AndromeDA colora la dopamina rivelando eventi di rilascio mai visualizzati prima: James Daniel, Sofia Elizarova e altri hanno sviluppato un nanosensore cromatico (paint) nel vicino infrarosso detto “AndromeDA” (“DA” sta per dopamina) per ottenere un’immagine diretta del rilascio della catecolamina e delle sue caratteristiche spaziotemporali al livello subcellulare. AndromeDA ha riconosciuto eventi discreti di rilascio di dopamina dalle varicosità degli assoni, valutando direttamente l’eterogeneità degli eventi e determinando i costituenti molecolari dell’apparato molecolare di rilascio del neurotrasmettitore. [Cfr. PNAS USA – AOP doi: 10.1073/pnas.2202842119, 2022].

 

In cosa consisteva il potere della ninfa Carna di dissolvere gli incubi? La ninfa Carna, come ci racconta Ovidio, per sottrarsi al desiderio carnale dei suoi spasimanti, li induceva ad entrare in una caverna, chiedendo loro di attenderla un attimo perché sarebbe subito tornata per giacere con loro, ma appena fuori fuggiva rendendosi per sempre irreperibile. Tentò lo stesso trucco con Giano, ma questi che era bifronte, pur girato, si accorse che stava fuggendo e la raggiunse, dichiarandosi vincitore. Per conquistare il cuore della fanciulla, allora Giano le promise in cambio del suo amore che le avrebbe concesso il dono di dissipare tutti gli incubi che nella notte turbavano bambini e fanciulli. Carna usò questo potere per salvare da un incubo il figlio Proca, che poi divenne re di Albalonga.

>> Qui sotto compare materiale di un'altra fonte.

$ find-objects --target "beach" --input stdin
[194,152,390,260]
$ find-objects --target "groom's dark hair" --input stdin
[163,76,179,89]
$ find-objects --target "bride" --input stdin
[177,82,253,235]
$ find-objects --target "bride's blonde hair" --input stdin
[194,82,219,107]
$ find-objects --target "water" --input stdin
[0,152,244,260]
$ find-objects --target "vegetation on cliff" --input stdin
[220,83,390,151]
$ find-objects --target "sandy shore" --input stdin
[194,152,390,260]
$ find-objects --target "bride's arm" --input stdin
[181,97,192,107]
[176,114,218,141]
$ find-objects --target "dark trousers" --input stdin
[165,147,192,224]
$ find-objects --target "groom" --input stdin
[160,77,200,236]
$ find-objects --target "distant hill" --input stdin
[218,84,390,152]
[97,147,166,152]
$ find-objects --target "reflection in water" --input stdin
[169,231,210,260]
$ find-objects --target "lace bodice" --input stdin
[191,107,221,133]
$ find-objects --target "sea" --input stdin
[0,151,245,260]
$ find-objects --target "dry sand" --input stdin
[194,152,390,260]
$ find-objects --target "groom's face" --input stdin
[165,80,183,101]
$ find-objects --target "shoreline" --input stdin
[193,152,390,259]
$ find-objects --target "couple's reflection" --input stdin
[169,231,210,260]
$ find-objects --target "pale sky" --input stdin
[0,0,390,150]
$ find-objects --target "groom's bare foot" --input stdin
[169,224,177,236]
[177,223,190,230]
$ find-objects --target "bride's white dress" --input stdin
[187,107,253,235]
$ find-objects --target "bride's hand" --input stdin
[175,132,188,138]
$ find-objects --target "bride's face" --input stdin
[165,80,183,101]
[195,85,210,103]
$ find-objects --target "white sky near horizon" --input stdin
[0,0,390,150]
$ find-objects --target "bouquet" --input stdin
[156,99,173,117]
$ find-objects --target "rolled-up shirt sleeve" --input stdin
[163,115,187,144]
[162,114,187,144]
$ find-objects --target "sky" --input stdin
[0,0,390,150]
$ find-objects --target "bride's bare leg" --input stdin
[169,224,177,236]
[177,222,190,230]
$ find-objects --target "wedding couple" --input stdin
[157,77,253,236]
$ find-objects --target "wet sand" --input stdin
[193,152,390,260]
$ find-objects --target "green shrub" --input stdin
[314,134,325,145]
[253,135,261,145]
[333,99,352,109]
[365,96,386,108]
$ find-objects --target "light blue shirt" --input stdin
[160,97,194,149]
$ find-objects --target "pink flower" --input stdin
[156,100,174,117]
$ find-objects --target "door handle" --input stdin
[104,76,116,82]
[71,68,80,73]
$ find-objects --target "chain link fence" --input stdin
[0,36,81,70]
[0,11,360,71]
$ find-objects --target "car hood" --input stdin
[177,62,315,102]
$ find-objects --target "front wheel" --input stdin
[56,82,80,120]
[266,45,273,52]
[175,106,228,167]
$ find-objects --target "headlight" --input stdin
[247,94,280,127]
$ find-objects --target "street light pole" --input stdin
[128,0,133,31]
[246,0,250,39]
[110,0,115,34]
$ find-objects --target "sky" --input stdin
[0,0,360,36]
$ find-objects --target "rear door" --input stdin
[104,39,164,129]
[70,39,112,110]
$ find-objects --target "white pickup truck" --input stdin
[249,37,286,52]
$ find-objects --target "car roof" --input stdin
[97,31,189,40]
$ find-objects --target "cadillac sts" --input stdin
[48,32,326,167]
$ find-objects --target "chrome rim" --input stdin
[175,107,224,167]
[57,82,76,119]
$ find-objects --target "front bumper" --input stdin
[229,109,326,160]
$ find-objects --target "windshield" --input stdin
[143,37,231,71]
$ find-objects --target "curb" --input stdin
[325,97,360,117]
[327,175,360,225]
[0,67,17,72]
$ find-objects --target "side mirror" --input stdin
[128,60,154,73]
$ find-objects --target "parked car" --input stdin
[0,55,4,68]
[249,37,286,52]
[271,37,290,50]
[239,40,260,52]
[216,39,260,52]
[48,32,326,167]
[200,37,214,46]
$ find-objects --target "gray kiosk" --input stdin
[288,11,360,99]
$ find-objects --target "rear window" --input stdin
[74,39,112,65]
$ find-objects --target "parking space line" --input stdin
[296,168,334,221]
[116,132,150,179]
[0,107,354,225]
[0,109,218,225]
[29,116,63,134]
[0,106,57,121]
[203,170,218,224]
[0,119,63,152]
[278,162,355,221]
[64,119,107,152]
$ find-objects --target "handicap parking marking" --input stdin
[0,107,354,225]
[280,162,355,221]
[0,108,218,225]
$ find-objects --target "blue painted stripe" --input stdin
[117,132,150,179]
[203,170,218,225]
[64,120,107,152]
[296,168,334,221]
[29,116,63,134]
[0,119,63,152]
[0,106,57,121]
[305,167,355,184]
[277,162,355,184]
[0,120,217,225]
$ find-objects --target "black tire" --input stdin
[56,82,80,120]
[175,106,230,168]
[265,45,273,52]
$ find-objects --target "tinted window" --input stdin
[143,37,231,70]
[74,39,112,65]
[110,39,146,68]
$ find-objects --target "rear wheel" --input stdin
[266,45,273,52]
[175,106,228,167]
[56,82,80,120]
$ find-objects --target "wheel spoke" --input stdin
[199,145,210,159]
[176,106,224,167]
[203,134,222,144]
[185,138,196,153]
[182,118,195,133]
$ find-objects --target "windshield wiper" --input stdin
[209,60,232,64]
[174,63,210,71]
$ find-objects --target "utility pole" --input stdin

Molti miti su poteri “magici” nascono come iperbole enfatica di abilità eccezionali di persone reali. Su questa traccia, in uno studio ancora in corso sono state reclutate tante giovani mamme, che non avevano nulla da invidiare al fascino di Carna, e si è chiesto loro di vegliare i loro bambini e, qualora nel corso di un anno avessero avuto un incubo, riportarne i contenuti, la durata, lo stato del bambino al risveglio e l’esito del proprio comportamento. È risultato che le mamme più efficaci nell’ottenere un recupero della serenità dei bambini erano quelle che trasmettevano la sensazione di aver compreso e assunto dentro di sé tutto ciò che il figlio aveva vissuto, spostando la centralità della sua coscienza dalla dimensione onirica a quella della serena coscienza della madre, dove vigeva la legge dell’amore materno in una condizione di assoluta sicurezza. Queste madri rassicuravano i figli, dicendo di essere pronte a neutralizzare materialmente qualunque cosa nella vita reale assomigliasse ai contenuti dell’incubo.

Meno efficaci le madri che, pur mostrando empatia, apparivano incerte, impaurite o ansiose. Infine, del tutto inefficaci quelle che canzonavano o deridevano i bambini, perché questi, oltre a sentirsi soli di fronte alla paura e al rischio di ripetere l’esperienza dell’incubo, sperimentavano la frustrazione di un atteggiamento ingiusto da parte della madre. [BM&L-Italia, giugno 2022].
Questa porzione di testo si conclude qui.